Being open with myself and my emotions is like a superpower. I don’t solve all my problems but I do acknowledge that they’re there. I’m realizing that acknowledgment of emotions is important for getting through them. Whenever I get angry or overwhelmed or both I go through a series of events internally.
Why am I mad/sad/frustrated?
Why am I feeling the way I’m feeling is always my first question for myself. Growing up I was taught to think then act and adult me is questioning, “am I overthinking everything or being extra sensitive?” No matter if I’m being extra sensitive, my feelings are still valid. Getting to the root of the issue before reacting though results in better resolutions most of the time.
Will I project this emotion?
Being super mad for someone being mean to me, in a public place will demolish my inner peace. It may feel good at the moment but at times my first reaction is the most draining and or damaging and won’t solve anything external or internal.
Will projecting this emotion right away solve the problem or will it just make me feel better?

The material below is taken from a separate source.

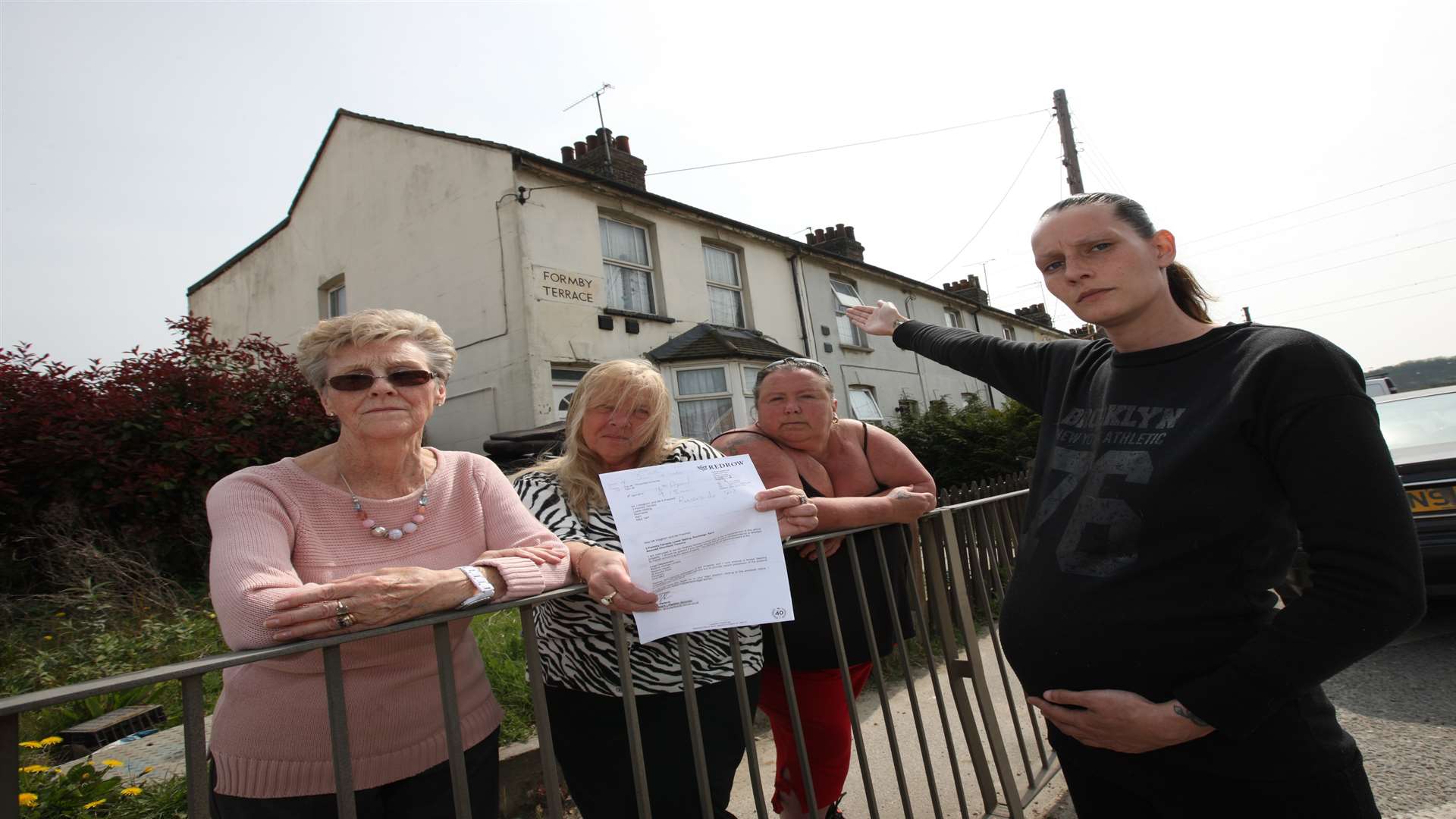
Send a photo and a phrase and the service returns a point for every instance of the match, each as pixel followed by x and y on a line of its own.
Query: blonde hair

My mom always tells me, “Don’t feed the animals.”In other words, I don’t have to show up to every conflict I’m invited to and I take heed to that. Sometimes people just want conflict because they want to project their problems onto you. Granted, some situations call for a quick reaction but it’s a rarity. I pick and choose which conflicts to show up to because I protect my peace at all costs. Solving the problem and feeling better right now may seem like the same goal. But sometimes we react to feel better right at the moment but though you feel better you still haven’t solved the problem. Feelings are not facts and winning arguments with feelings is hella temporary. Sometimes to find the most peaceful resolution it’s important to just stew in whatever I’m feeling until I can properly sort it out.
“Not my circus, not my monkey.” – Polish Proverb
What did I learn from this interaction?
By this time I have thought through the issue, the resolution, and I’ve come up with a reaction that I think is both emotionally mature and will bring me and the other person some kind of peace. Sometimes this does not mean that both parties are happy. Most of the time both parties will not be happy but resolving an issue rather I like the outcome or not usually lifts a weight off my shoulder as I don’t have to address it anymore. After the interaction is done I overthink a little bit about what happened. I question why it happened in the first place, what I learned, what I liked or didn’t like about the outcome, and last but most importantly, is it worth the time to keep thinking about it. Usually, thinking about it to the point where it becomes a problem again helps no one. Holding a grudge is like drinking poison and expecting to feel better. It’s annoying. My gray hairs may say otherwise, but my thought process has kept me grounded for some time. One of the most valuable things that Woodland Hills did for me was seeing that my middle school self couldn’t deal with her emotions on a mature level and put me in classes to teach me to be a mediator. But who knew the whole time that the most important mediation sessions would be with myself?